Liu Zhengang: Certainly, as far as our promotional work is concerned, I think the current figures are too low in terms of needs and potentials from the society. From the current perspective, the higher, the better. However, I do not quite understand banking business. Banks have a control on intangible assets and may have reasonable judgments balanced against tangible assets. In Beijing, at least for the past three to five years, the loans will hit more than 1 billion a year, and climb to 2 to 3 billion five years later. 3 to 4 billion can not be deemed either as much or too little. More than 1 billion to 2-3 billion over the past 3 to 4 years cannot be deemed to be too little. Maturity of some matter, just like a baby who, as he grows up, begins to have milk or breast milk, and then begins to eat food, is a gradual process. We also hope that IP lending is also a gradual process, and we do not want to have too many all of a sudden. Otherwise, big risks will arise. If we carve for excessive happiness and success, more hidden dangers may ensue.

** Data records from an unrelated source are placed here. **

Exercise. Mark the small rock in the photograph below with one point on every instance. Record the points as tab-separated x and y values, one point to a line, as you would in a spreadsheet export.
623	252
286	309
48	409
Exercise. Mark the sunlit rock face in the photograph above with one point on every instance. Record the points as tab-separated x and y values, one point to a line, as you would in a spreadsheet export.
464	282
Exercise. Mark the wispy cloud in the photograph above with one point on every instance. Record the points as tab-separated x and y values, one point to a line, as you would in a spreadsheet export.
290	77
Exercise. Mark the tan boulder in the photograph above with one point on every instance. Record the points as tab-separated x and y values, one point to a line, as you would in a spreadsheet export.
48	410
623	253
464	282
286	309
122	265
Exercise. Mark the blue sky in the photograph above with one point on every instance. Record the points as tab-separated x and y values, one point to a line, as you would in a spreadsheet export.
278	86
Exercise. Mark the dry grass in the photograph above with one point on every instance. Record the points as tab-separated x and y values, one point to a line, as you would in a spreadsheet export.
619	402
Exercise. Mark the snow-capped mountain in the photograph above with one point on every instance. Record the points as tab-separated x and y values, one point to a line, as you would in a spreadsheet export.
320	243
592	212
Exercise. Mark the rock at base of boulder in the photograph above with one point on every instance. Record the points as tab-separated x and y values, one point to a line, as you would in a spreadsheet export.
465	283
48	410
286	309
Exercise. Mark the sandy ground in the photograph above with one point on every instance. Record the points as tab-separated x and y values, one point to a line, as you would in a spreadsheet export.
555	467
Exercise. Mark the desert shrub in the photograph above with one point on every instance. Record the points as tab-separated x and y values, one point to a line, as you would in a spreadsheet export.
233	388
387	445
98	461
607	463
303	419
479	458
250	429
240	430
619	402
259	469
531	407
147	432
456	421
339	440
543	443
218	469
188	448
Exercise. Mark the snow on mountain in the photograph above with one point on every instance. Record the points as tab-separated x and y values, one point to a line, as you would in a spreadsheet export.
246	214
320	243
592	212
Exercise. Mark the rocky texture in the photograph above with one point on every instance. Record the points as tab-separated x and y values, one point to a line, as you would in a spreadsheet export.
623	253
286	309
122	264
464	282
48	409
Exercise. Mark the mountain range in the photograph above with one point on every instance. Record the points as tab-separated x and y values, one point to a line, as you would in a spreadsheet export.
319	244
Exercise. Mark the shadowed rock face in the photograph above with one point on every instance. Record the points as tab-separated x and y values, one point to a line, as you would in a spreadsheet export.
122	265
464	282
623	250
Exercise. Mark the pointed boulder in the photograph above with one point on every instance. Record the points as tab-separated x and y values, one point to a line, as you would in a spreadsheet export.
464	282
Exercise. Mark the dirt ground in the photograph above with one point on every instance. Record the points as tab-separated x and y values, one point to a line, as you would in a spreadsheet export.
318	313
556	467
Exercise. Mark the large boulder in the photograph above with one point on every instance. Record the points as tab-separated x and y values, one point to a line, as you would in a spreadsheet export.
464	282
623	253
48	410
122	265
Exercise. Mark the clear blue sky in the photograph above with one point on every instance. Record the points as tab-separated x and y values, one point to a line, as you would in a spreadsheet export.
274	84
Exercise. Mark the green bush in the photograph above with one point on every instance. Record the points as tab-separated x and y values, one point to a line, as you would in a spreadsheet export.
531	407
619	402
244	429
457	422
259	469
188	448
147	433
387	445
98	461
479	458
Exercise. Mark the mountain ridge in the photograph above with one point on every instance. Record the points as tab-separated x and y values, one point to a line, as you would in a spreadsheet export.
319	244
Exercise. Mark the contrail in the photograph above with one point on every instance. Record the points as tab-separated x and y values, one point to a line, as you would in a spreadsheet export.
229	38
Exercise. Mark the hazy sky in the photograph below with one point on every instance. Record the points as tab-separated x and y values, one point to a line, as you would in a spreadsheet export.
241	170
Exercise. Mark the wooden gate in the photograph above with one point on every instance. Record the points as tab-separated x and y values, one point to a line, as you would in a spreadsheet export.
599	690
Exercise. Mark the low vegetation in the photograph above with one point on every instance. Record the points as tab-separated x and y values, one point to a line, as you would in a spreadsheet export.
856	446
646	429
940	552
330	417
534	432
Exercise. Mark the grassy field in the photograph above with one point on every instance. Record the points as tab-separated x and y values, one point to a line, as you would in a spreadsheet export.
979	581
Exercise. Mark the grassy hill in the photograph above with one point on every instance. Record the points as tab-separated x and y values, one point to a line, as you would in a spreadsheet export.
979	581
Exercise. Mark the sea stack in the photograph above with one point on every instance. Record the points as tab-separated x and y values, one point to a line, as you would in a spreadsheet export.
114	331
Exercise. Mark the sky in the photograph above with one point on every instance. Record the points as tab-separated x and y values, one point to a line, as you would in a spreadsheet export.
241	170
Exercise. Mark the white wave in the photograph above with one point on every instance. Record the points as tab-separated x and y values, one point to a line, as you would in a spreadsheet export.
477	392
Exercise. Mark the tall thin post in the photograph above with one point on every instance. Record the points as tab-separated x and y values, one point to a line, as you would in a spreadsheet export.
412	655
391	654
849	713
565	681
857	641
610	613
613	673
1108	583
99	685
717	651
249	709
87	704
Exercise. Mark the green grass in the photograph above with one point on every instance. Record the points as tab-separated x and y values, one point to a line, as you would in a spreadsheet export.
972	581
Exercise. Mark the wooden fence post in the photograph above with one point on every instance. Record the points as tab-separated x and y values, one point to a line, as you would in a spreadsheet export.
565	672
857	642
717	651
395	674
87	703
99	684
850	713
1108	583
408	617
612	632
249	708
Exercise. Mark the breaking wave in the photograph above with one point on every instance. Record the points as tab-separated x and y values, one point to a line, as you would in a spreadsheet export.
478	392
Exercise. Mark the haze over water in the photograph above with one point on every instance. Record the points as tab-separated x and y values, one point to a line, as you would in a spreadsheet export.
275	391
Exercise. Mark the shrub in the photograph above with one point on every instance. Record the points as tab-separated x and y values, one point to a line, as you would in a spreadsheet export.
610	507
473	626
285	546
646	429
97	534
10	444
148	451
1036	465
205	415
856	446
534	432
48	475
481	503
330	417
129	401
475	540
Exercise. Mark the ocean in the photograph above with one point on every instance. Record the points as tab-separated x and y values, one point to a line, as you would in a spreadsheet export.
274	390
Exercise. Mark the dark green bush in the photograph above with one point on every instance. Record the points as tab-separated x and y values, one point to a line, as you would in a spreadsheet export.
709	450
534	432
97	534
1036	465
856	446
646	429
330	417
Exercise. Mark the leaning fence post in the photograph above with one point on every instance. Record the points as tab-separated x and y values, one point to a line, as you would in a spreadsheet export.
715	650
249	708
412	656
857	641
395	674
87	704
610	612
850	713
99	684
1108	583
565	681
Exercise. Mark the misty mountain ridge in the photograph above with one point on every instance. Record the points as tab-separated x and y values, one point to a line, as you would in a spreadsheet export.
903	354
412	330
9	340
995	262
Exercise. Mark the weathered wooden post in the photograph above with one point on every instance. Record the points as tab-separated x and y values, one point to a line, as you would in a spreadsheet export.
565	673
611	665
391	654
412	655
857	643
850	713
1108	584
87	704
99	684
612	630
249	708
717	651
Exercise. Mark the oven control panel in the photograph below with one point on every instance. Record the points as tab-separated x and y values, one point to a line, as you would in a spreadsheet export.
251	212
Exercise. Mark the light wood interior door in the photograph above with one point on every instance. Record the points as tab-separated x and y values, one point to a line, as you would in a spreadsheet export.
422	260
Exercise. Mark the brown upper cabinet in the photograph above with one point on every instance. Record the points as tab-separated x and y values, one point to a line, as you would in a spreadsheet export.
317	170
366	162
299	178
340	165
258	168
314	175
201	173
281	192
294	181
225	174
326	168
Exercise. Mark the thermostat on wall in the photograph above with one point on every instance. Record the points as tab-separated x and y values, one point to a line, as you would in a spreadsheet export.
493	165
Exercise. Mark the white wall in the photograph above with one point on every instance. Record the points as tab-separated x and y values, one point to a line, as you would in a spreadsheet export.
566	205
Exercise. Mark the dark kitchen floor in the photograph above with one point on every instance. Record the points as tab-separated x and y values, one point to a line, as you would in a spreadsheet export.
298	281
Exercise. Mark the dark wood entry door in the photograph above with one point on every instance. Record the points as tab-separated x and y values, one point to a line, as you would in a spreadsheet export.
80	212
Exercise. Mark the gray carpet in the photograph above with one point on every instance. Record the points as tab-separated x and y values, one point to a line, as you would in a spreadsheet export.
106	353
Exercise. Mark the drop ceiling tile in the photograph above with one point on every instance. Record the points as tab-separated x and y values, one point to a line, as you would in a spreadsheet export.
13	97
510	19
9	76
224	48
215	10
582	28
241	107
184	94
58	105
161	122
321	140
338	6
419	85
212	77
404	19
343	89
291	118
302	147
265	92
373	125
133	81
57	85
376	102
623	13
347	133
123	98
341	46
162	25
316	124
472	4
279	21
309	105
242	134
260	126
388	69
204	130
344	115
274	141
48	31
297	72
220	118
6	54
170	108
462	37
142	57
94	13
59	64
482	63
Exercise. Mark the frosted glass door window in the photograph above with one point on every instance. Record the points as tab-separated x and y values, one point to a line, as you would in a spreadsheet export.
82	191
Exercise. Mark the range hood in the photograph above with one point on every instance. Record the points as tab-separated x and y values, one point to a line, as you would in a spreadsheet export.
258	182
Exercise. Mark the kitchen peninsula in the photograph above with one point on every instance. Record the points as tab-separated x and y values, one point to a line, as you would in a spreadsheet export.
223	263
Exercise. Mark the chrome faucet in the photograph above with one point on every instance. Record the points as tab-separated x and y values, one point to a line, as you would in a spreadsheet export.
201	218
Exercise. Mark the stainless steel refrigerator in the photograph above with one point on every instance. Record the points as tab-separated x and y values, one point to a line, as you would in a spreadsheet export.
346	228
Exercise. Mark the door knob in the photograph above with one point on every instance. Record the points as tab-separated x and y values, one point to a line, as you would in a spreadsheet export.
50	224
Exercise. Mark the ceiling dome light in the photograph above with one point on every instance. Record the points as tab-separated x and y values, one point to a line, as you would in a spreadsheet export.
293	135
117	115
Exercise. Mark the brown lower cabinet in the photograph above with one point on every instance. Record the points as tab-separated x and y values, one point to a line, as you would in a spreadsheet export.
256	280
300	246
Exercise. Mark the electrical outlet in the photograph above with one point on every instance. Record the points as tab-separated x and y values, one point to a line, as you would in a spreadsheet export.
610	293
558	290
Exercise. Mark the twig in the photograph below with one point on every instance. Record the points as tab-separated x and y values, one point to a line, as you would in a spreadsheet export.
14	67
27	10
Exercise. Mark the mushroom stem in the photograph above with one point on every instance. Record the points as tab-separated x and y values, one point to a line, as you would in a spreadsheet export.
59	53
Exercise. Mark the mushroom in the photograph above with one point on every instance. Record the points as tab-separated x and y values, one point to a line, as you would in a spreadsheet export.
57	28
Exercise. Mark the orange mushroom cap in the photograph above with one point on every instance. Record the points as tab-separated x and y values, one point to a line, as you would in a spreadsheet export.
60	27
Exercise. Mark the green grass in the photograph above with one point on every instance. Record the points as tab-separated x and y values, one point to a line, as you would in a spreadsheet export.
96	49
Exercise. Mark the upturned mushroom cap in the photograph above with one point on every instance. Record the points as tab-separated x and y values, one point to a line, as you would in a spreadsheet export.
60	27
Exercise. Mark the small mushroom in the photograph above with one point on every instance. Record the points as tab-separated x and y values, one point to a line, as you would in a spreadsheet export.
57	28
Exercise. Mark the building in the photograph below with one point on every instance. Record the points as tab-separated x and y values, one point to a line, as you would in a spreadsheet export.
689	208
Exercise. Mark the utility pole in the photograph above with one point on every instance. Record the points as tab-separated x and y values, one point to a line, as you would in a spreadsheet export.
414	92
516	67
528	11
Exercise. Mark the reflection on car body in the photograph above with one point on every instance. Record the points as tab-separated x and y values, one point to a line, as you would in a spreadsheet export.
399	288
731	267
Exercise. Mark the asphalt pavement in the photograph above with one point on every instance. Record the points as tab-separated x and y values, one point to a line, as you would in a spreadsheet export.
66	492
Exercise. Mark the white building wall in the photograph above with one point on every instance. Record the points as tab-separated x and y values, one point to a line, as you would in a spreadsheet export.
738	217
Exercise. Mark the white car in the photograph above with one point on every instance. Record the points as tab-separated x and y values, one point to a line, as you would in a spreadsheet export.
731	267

China IP: Currently Beijing has launched IP pledge financing for two years. What are the difficulties in the process?
Liu Zhengang: The main difficulties lie in acceptance of the society. Some might consider IP pledge financing too ideal, particularly some non-service inventors always think that their patents are very precious, and therefore, banks should grant loans to them. But it is not the case in reality. On the one hand, those who need loans demand too much and cannot get satisfaction from the society, which is also likely to lead to new instability. On the other hand, we need to persuade the relevant authorities to push forward this work with caution. The third is that we shall also need to persuade banks, financial institutions and enterprises with practical experience to take bolder steps. Therefore, our work is just like adjusting a puppet, pulling strings to make adjustments in the event of imbalances.
China IP: What are new initiatives or measures in the future?
Liu Zhengang: The most important is the emergence of above-mentioned IP pledge financing turnover capital. On the other hand, we think that if there is a source of water, we would like to activate inventors, so that their achievements may be integrated into legally acceptable types, varieties and trademarks. Once generated, we would push for use of the inventions. For such purposes, IP-related supplemental provisions to investment projects, namely financial investment projects, will be enacted by Beijing government.